Ölüm Allah'ın emri...
Her canlı bir gün tadacak... Yunus Emre'nin dediği gibi:
"Sular hep aktı geçti,
Kurudu vakti geçti,
Nice han nice sultan,
Tahtı bıraktı geçti,
Dünya bir penceredir,
Her gelen baktı geçti."
Ölüm anında ruh, bu dünyadaki boyuttan ayrılırken, geride cansız bedeni bırakır. Ve ahiret hayatına doğru ilerler.
Ancak geride kalan bedenin karşılaşacakları da ibret vericidir. Özellikle bu bedene hayattayken gereğinden fazla değer verenler için.
Peki öldükten sonra bu bedenin başına neler geleceğini ayrıntılı olarak düşündünüz mü hiç?
Bir gün öleceksiniz. Belki hiç beklenmedik bir şekilde. Ekmek almak için bakkala giderken yolda bir araba kazası geçireceksiniz. Ya da amansız bir hastalık hayatınıza son verecek. Veya bir anda kalbiniz duracak.

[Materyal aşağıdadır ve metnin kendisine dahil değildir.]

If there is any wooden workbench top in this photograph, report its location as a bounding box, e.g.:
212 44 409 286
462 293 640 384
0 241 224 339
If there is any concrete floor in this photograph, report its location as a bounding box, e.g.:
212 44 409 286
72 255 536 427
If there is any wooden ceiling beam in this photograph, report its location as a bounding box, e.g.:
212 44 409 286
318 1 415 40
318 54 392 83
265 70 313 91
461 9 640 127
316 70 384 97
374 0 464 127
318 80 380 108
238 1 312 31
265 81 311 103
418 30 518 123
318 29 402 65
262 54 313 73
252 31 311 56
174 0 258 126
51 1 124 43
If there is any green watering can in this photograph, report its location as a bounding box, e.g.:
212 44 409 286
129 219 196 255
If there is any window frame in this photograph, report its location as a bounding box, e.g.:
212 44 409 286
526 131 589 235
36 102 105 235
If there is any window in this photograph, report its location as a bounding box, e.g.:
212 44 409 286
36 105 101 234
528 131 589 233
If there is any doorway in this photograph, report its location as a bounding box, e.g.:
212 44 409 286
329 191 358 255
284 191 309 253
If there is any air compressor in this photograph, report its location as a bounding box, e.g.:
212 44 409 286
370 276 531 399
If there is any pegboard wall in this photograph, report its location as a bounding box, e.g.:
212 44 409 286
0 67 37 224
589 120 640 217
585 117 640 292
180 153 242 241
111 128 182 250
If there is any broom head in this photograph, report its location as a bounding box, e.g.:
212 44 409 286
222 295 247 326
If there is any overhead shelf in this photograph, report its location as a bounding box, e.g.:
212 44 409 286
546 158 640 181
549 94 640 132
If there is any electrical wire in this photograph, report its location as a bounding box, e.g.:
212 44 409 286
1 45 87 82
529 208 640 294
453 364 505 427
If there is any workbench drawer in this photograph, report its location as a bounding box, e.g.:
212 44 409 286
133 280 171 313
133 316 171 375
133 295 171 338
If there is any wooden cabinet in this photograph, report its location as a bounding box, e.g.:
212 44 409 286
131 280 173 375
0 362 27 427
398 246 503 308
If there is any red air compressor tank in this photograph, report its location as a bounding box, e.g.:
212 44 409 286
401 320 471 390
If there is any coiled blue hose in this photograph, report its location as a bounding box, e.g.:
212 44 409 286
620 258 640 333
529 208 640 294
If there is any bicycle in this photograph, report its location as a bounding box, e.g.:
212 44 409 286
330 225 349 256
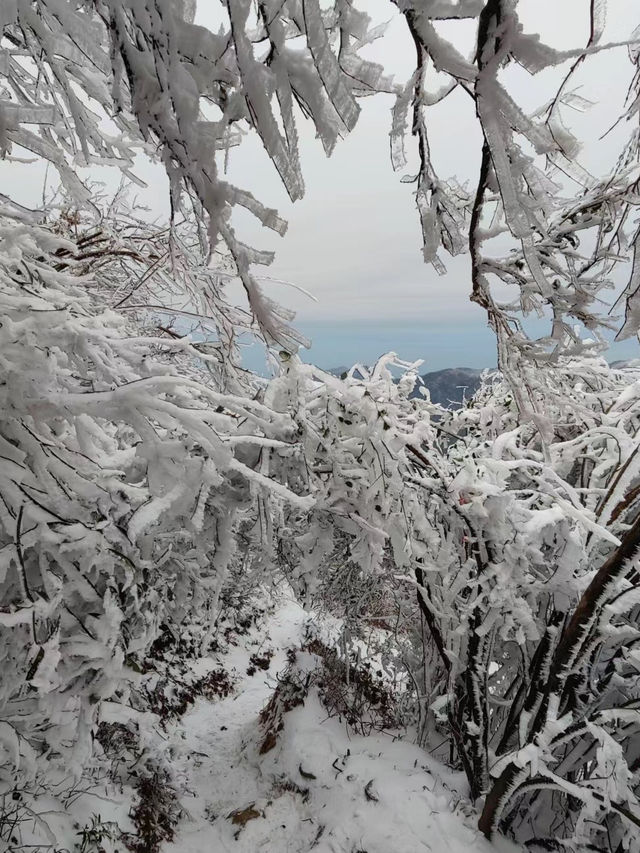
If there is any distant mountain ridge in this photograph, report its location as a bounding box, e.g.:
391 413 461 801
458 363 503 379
411 367 484 409
327 367 484 409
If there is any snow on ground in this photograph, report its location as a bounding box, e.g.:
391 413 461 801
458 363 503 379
163 601 517 853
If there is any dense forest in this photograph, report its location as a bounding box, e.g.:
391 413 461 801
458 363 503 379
0 0 640 853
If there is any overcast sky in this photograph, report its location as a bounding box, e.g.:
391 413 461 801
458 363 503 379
220 0 640 369
0 0 640 370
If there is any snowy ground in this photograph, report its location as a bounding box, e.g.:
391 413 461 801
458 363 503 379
163 601 516 853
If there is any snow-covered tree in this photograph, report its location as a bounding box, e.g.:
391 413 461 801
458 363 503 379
0 0 640 850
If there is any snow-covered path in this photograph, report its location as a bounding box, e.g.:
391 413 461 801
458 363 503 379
163 601 516 853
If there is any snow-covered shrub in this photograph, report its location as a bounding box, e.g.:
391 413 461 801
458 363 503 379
0 206 310 840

Böylece ölümü tatmaya başlayacaksınız.
Bu andan itibaren de, bedeninizle hiçbir ilişkiniz kalmayacak. Hayat boyu "ben" dediğiniz ve sahiplendiğiniz o beden, sıradan bir ceset haline gelecek. Ölümünüzle birlikte bedeninizi başka insanlar taşımaya başlayacaklar. Etrafta ağlayanlar, "daha dün buradaydı", "dağ gibi adamdı" diyenler olacak. Sonra o bedeni alıp evin bir odasına, belki de morga koyacaklar. Orada bir gece bekleyecek. Ertesi gün defin işlemleri başlayacak. Cansız bedeni alıp gasilhaneye götürecekler. Görevli, kaskatı kesilmiş olan bedeninizi yıkayacak. Ancak bu aşamada ölümün izleri de bedende aşikar hale gelecek. Morarmalar ve çürümeler başlayacak.
Daha sonra bedeni beyaz bir bezle, kefenle saracaklar. Sonra da tahta tabuta koyup üstünü örtecekler. Cenaze namazını takiben cenaze arabası gelecek, tabutu devralacak. Araba mezarlığa doğru ilerlerken, yolda hayat devam edecek. Çoğu insanlar cenaze geçiyor diye saygı gösterirken, çoğu da maalesef kendi işine bakacak. Sonra mezarlığa gelinecek. Tabut, sizi sevenler ya da seviyor gibi görünenler tarafından ellerde taşınacak. Etrafta muhtemelen yine ağlayanlar, feryad ve figan edenler olacak. Sonra o kaçınılmaz yere, mezara gelinecek. Üstünde sizin isminiz yazılı... Bedeni tabuttan çıkarıp beyaz kefenle birlikte mezarın içine koyacaklar. Ve sonra son iş yapılacak. Ellerine kürek alanlar, beyaz kefenin içindeki bedenin üzerine toprak atmaya başlayacaklar. Topraklar yavaş yavaş kefeni örtecek. Biraz sonra işleri bitecek ve gidecekler. Mezarlık her zamanki gibi derin bir sessizliğine bürünecek. Gidenler, kendi hayatlarına geri dönecekler, ama gömülen beden için artık hayatın hiçbir anlamı kalmamış olacak. Dünyadaki hiçbir güzellik artık o beden için bir şey ifade etmeyecek. Beden için var olan tek şey, artık yalnızca toprak… toprak… toprak…
Artık demir almak günü gelmişse zamandan,
Meçhule giden bir gemi kalkar bu limandan.
Hiç yolcusu yokmuş gibi sessizce alır yol;
Sallanmaz o kalkışta ne mendil ne de bir kol.
Rıhtımda kalanlar bu seyahatten elemli,
Günlerce siyah ufka bakar gözleri nemli.
Biçare gönüller! Ne giden son gemidir bu!
Hicranlı hayatın ne de son matemidir bu!
Dünyada sevilmiş ve seven nafile bekler;
Bilmez ki giden sevgililer dönmeyecekler.
Birçok gidenin her biri memnun ki yerinden,
Birçok seneler geçti; dönen yok seferinden.